Me encantó que se definiera primero como el tipo de cocinero que adora recibir instrucciones precisas, porque es el que más abunda en mi entorno doméstico: el «cocinero accidental» de mi casa no para de pedirme instrucciones y me cansa con sus
preguntitas concretas, a las que yo no sé responder. Imagino que la cocina, la familiar que no la profesional, ha sido un espacio cerrado para muchos hombres durante demasiado tiempo, por eso quien entra tarde en ella busca normas y reglas que le permitan moverse con cierta seguridad. Atribuyo más a eso que al carácter la necesidad de ser «
El perfeccionista en la cocina«, que es el título del libro en cuestión, del que he seleccionado este párrafo ilustrativo de su contenido con el que estoy completamente de acuerdo:
(…) la relación entre la cocina profesional y doméstica tiene similitudes con un encuentro sexual. Una de las partes suele ser más experimentada que la otra; y cada una de ellas debería tener derecho a decir en cualquier momento: «Esto no lo hago».

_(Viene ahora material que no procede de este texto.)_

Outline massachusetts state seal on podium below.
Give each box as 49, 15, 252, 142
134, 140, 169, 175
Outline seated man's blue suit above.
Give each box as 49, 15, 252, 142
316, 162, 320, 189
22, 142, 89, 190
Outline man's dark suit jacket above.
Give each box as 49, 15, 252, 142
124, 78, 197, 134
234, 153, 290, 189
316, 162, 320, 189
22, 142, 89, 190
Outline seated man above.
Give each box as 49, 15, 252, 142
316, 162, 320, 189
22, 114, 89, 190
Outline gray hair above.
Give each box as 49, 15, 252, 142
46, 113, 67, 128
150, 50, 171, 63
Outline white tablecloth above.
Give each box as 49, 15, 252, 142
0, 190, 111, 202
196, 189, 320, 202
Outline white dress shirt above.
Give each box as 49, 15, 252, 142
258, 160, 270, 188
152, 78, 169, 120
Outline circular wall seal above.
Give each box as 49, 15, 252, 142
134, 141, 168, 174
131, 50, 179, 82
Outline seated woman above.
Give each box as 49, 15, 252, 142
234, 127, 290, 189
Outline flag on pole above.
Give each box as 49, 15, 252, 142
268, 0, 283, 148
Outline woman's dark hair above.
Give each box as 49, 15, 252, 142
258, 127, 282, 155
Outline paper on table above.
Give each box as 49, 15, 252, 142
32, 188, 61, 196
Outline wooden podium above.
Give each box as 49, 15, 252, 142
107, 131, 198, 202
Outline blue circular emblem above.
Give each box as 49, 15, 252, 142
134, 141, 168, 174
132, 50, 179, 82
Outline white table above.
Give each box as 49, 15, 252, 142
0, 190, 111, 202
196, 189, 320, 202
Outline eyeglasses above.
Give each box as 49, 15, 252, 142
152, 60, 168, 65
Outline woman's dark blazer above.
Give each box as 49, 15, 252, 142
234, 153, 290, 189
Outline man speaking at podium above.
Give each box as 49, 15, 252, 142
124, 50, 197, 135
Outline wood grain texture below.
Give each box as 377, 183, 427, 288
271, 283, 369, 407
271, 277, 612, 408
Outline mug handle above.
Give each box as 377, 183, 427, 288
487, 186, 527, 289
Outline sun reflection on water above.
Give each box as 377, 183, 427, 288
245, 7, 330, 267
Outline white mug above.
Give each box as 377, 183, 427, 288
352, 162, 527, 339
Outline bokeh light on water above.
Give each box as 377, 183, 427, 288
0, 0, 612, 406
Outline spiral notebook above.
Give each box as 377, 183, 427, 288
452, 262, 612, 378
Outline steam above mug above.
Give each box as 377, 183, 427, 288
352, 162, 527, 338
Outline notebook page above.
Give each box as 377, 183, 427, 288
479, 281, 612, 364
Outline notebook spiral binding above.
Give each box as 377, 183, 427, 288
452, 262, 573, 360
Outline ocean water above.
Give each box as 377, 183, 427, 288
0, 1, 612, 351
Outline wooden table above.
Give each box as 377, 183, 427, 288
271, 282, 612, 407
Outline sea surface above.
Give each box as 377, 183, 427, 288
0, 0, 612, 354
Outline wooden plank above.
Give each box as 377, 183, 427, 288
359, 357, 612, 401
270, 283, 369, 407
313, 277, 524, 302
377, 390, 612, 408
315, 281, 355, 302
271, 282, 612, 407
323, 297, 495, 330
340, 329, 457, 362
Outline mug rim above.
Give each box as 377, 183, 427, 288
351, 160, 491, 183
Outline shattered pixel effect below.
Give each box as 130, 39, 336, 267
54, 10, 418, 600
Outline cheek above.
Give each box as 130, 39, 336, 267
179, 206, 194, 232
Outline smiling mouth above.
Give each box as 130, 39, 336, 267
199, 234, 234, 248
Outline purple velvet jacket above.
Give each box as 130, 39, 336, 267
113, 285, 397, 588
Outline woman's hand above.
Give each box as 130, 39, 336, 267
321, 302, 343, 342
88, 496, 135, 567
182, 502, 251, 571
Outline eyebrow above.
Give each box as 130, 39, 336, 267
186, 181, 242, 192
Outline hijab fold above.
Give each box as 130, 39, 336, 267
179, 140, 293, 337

El libro, que es muy divertido, me hizo reflexionar sobre la clase de cocinera que soy. Desde luego no una perfeccionista, aunque me molestan las recetas que son un tongo, aquellas que ni en broma salen como dicen los libros o como se ven en las fotos. Más bien creo que mi hacer en la cocina es intuitivo, anárquico, un poco creativo y sobre todo está lleno de suerte, porque la suerte es tan importante como la experiencia. No es que no busque la perfección en las recetas, rechazando los platos cuando me salen mal, o no todo lo bien que espero, pero con mucha frecuencia me salen bien a la primera, o eso dicen en casa, de manera que tiendo a confiar demasiado en mi misma, de ahí que no me dé apuro decir que las magdalenas son deliciosas o que la ensalada es excelente.
Aunque últimamente estoy pensando que estoy rodeada de pelotas. Ser pelota de una cocinera es un asunto muy rentable, que tiende a acumular halagadores/haraganes, porque pocas actividades necesitan más de palabras de elogio que la de hacer la comida cada día.